08-02-2025
Legislature Q&A: Tony Albright
The 2016 Legislature adjourned without addressing key items – taxes, transportation and bonding bills. Partisan gridlock is a recurring theme. What specific measures do you support to increase the transparency and reduce the gridlock of the lawmaking process?
The House and Senate did address these items. A strongly bipartisan tax bill passed in both chambers. Unfortunately, the governor decided to forego a decision and left it to a pocket veto. The House passed a strongly bipartisan bonding bill that addressed infrastructure, local road and bridge needs. The bonding bill was not forwarded to the governor because metro DFL senators squandered our bipartisan efforts with their insistence on inserting Southwest Light Rail Transit funding.
What will it take to pass comprehensive funding for roads, bridges and transit? What sources of revenue should be raised for what specific programs? Or is current funding sufficient?
Over the course of the last biennium, the Legislature identified several existing revenue sources that could be used to provide the necessary funding to rebuild and improve our roads, bridges and expand transit in common sense ways without raising taxes. The 2015 House Transportation Bill, as passed off the house floor, was a comprehensive plan that provided $6 billion over the next 10 years, and widely confirmed as effective in moving our transportation infrastructure forward.

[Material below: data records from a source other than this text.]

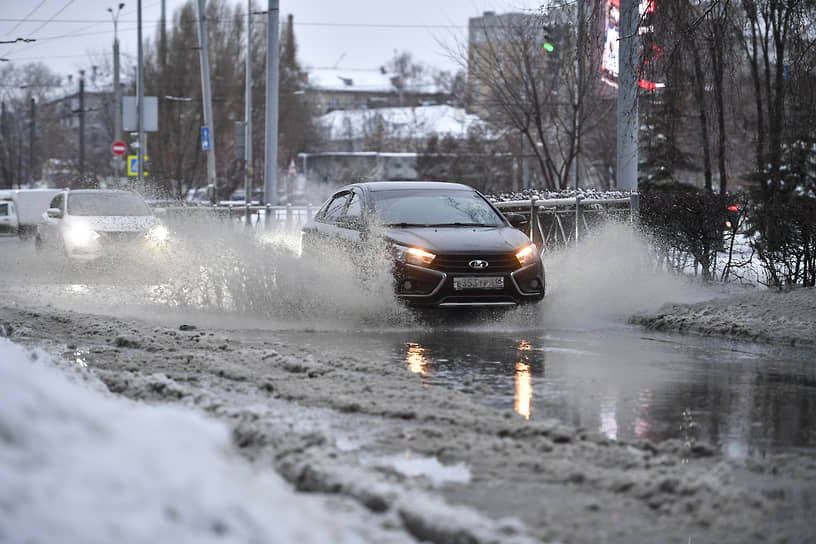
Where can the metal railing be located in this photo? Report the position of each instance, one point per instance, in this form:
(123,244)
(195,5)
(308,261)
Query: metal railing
(286,217)
(551,222)
(562,221)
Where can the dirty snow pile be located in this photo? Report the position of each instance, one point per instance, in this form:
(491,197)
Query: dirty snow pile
(760,316)
(79,465)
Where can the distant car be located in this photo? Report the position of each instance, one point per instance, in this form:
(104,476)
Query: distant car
(93,223)
(451,247)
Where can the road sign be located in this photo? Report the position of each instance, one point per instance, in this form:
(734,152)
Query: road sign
(205,138)
(150,117)
(133,165)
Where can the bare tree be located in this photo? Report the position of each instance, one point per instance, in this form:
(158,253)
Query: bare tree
(529,75)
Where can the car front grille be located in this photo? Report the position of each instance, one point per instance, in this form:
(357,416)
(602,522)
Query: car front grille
(122,237)
(458,264)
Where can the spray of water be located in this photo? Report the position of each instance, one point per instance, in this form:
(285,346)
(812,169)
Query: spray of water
(607,277)
(223,269)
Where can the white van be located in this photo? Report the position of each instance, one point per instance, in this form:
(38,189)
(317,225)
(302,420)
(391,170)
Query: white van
(8,218)
(92,223)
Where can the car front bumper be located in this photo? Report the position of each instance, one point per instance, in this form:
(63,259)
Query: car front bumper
(425,287)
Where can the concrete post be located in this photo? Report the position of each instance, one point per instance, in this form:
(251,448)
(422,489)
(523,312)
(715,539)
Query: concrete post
(271,149)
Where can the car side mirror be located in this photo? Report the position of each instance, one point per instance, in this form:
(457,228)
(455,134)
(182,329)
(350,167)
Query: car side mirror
(516,220)
(354,223)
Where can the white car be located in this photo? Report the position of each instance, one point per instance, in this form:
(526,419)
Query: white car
(92,223)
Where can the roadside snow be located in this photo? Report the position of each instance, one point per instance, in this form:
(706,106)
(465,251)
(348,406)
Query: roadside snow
(759,316)
(78,465)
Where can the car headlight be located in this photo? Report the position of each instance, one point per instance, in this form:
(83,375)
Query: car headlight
(80,235)
(158,233)
(527,255)
(413,255)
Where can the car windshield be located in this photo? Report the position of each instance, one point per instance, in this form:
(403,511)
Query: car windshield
(437,208)
(100,204)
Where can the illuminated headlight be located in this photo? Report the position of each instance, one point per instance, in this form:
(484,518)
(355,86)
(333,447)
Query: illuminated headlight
(527,255)
(80,235)
(158,233)
(413,255)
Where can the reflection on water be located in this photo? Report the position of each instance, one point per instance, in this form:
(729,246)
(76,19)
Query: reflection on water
(523,380)
(416,359)
(609,421)
(746,401)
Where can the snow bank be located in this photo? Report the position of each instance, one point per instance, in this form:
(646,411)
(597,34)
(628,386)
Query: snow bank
(78,465)
(759,316)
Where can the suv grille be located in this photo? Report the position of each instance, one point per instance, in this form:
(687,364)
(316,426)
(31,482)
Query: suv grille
(459,263)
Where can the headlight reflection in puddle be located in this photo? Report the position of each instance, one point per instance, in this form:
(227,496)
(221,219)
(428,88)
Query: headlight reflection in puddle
(523,381)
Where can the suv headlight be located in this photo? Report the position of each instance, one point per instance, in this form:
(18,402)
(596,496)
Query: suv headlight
(413,255)
(527,255)
(80,235)
(158,233)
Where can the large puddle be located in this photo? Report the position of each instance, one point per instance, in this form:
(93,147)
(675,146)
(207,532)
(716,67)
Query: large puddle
(571,358)
(621,382)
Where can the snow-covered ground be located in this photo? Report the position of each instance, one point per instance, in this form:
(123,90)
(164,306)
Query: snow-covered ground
(78,464)
(760,315)
(128,426)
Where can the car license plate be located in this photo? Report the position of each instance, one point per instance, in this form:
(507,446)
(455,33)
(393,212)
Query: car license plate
(491,282)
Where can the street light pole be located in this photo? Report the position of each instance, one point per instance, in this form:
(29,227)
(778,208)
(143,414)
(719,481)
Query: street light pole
(117,92)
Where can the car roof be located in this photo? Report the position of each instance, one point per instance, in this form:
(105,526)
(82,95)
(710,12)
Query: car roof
(82,191)
(402,185)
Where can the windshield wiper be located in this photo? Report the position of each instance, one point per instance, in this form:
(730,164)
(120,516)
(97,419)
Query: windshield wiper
(459,224)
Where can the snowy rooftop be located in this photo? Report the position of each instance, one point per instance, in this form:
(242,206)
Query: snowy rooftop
(371,81)
(401,123)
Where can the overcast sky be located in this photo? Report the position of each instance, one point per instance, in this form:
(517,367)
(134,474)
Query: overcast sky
(349,34)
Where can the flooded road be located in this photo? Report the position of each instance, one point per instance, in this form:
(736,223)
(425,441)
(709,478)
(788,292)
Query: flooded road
(571,359)
(625,383)
(563,416)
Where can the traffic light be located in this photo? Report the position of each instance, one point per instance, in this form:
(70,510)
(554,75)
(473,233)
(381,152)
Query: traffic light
(547,42)
(732,217)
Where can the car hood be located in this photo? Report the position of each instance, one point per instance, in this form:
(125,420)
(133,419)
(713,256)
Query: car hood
(115,223)
(460,239)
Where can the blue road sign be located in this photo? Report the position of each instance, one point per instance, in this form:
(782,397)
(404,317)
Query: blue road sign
(205,138)
(133,165)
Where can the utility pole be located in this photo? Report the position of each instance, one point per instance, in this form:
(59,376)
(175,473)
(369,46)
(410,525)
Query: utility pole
(248,170)
(33,129)
(271,150)
(580,85)
(82,127)
(140,153)
(629,54)
(206,96)
(163,38)
(117,91)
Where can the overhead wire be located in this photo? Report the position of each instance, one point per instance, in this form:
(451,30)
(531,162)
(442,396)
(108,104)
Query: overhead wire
(24,19)
(34,32)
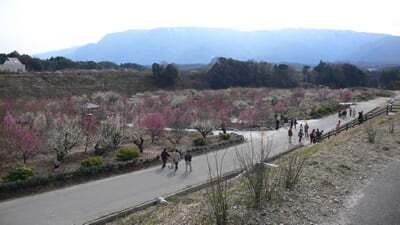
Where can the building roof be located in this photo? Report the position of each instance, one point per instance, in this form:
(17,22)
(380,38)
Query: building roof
(14,61)
(91,106)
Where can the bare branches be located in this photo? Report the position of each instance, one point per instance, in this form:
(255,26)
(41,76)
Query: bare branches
(293,169)
(251,162)
(217,192)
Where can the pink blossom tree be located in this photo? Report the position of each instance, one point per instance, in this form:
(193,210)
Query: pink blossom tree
(89,129)
(178,119)
(249,117)
(22,141)
(154,124)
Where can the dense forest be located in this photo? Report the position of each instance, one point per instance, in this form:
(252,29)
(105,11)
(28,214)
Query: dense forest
(227,72)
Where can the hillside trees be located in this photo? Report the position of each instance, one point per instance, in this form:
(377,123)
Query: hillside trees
(165,76)
(339,75)
(226,73)
(390,79)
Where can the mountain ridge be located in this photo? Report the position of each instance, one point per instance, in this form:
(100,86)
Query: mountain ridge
(191,45)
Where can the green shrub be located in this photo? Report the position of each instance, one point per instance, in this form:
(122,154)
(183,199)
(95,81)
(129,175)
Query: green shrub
(20,172)
(125,154)
(199,141)
(92,162)
(324,110)
(224,136)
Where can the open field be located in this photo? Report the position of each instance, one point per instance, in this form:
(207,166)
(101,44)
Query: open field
(38,130)
(334,171)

How would you propose to improve traffic flow at Highway 13/County Road 21 and 21/Main Avenue through Prior Lake, and how and when should the project be funded?

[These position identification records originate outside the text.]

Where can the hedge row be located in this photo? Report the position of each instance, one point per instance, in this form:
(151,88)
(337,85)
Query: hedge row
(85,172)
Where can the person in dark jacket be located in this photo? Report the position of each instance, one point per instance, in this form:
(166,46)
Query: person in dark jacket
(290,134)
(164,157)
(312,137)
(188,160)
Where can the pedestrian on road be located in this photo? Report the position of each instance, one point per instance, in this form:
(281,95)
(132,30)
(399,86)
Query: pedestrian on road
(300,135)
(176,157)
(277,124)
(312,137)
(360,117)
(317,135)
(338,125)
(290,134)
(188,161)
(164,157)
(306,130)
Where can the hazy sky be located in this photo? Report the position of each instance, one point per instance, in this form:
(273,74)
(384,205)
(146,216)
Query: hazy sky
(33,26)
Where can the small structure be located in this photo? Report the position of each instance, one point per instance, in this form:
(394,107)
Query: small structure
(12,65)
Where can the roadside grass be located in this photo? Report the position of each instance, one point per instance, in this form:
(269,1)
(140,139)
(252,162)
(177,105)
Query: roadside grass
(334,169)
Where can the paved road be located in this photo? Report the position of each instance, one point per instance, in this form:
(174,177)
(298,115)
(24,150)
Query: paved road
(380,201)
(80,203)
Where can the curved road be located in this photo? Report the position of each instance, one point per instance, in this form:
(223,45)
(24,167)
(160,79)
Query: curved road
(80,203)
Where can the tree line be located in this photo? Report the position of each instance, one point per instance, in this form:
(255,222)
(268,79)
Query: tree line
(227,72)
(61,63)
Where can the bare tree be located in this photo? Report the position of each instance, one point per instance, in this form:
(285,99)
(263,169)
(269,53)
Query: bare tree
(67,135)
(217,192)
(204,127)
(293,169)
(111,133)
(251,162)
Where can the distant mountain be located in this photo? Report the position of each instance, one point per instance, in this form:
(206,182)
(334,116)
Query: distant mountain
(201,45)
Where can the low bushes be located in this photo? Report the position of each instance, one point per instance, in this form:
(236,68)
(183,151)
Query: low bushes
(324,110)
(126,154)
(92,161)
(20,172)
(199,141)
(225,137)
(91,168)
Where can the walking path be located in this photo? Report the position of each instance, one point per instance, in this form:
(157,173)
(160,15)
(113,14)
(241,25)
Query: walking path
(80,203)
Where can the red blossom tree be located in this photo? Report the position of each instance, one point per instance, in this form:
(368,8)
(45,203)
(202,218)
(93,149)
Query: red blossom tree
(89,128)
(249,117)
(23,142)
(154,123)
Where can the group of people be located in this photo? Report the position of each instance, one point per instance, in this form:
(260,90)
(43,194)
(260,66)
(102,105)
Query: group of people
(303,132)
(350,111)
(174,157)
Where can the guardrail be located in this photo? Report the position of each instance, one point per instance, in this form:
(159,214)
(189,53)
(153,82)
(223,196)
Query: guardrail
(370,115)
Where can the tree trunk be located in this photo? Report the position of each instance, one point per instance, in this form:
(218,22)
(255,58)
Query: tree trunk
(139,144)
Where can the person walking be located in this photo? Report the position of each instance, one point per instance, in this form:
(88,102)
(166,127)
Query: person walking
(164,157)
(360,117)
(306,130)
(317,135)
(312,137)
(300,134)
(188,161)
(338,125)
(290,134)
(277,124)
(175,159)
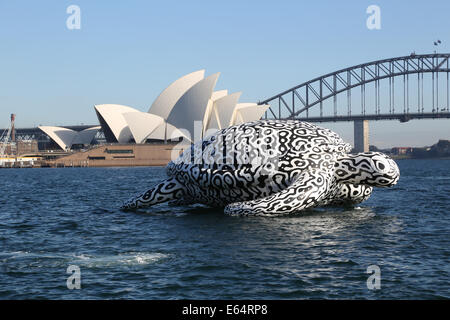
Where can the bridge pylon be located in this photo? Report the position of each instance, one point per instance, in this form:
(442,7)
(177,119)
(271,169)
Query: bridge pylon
(361,135)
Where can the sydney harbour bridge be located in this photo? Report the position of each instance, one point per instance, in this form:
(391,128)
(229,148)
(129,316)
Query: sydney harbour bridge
(402,88)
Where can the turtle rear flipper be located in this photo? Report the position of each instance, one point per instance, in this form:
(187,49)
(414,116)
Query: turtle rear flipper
(167,190)
(307,191)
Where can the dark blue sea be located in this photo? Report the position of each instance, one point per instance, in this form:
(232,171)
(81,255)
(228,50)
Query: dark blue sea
(51,219)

The last several years have seen comprehensive study and design analysis by respected transportation experts. Much debate by stakeholders has provided feedback to each one completed. If the city and its citizens do not come to agreement on a plan and schedule for improvements in the next three to five years, the Minnesota Department of Transportation and Scott County will likely move to address their own safety and traffic flow issues at this intersection and obligate the city to a response (on a timeline not of their own choosing).